Some notes on computers, AI, the mind, and the sorry@$$ st8 of general understanding on these matters, that’s the title of my current piece at 3 Quarks Daily (minus the crossed out part). I’d wanted to include something more substantive on the difference between machine translation back in the era of so-called symbolic computing and the current technology and current technology, which is based on a varieyt of statistically based machine learning technology. But it was clear that I just couldn’t squeeze it in. Plus, I’m still thinking about that one. But here’s a first go.

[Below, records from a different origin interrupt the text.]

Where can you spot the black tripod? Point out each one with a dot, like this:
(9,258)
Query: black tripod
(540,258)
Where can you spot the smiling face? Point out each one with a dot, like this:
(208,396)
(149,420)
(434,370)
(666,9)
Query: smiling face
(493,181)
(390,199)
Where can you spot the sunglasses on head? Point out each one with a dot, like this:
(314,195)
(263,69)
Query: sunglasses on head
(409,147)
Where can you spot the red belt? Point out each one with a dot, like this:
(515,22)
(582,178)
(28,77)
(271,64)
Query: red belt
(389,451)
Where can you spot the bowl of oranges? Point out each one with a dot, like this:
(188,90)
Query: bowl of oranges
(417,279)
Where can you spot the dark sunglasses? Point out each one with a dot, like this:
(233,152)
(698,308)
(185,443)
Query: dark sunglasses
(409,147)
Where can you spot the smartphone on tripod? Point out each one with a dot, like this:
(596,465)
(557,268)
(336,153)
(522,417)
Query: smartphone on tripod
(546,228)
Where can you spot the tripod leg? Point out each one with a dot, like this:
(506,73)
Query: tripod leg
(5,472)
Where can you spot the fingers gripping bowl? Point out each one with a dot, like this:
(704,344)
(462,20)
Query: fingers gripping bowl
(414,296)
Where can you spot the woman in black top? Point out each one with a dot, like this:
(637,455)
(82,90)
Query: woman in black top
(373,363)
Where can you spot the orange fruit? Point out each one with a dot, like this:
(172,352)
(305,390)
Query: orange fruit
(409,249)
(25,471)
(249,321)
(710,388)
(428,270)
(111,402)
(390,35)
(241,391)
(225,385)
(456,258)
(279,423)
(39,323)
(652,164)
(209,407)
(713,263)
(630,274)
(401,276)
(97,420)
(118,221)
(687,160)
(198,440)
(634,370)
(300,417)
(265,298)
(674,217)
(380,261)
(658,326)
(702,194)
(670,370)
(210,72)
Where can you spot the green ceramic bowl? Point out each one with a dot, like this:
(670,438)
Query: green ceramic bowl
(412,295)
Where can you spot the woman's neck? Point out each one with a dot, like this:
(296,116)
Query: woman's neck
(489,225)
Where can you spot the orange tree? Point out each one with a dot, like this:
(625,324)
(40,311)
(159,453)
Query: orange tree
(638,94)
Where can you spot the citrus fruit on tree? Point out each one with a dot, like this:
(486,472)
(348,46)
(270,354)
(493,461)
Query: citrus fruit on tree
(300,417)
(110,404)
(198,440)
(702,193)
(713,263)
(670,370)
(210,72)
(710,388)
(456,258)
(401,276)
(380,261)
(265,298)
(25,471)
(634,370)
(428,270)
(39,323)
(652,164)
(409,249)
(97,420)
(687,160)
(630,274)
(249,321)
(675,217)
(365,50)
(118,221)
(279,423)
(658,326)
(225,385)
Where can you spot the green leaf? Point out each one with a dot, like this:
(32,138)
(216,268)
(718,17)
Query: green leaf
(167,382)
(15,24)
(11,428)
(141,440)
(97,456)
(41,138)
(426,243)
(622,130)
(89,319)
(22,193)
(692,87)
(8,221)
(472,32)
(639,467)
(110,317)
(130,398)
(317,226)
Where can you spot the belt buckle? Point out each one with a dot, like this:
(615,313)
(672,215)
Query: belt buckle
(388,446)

About a decade ago the Association for Computational Linguistics presented Martin Kay with a Lifetime Achievement Award. He had been a first generation researcher in machine translation and remains academically active. In the address he makes upon acceptance of the award he offered a number of observations about the difference between symbolic language processing and statistical processing. This is the last of four such remarks (pp. 12-13):
This, I take it, is where statistics really come into their own. Symbolic language processing is highly nondeterministic and often delivers large numbers of alternative results because it has no means of resolving the ambiguities that characterize ordinary language. This is for the clear and obvious reason that the resolution of ambiguities is not a linguistic matter. After a responsible job has been done of linguistic analysis, what remain are questions about the world. They are questions of what would be a reasonable thing to say under the given circumstances, what it would be reasonable to believe, suspect, fear or desire in the given situation. If these questions are in the purview of any academic discipline, it is presumably artificial intelligence. But artificial intelligence has a lot on its plate and to attempt to fill the void that it leaves open, in whatever way comes to hand, is entirely reasonable and proper. But it is important to understand what we are doing when we do this and to calibrate our expectations accordingly. What we are doing is to allow statistics over words that occur very close to one another in a string to stand in for the world construed widely, so as to include myths, and beliefs, and cultures, and truths and lies and so forth. As a stop-gap for the time being, this may be as good as we can do, but we should clearly have only the most limited expectations of it because, for the purpose it is intended to serve, it is clearly pathetically inadequate. The statistics are standing in for a vast number of things for which we have no computer model. They are therefore what I call an “ignorance model”.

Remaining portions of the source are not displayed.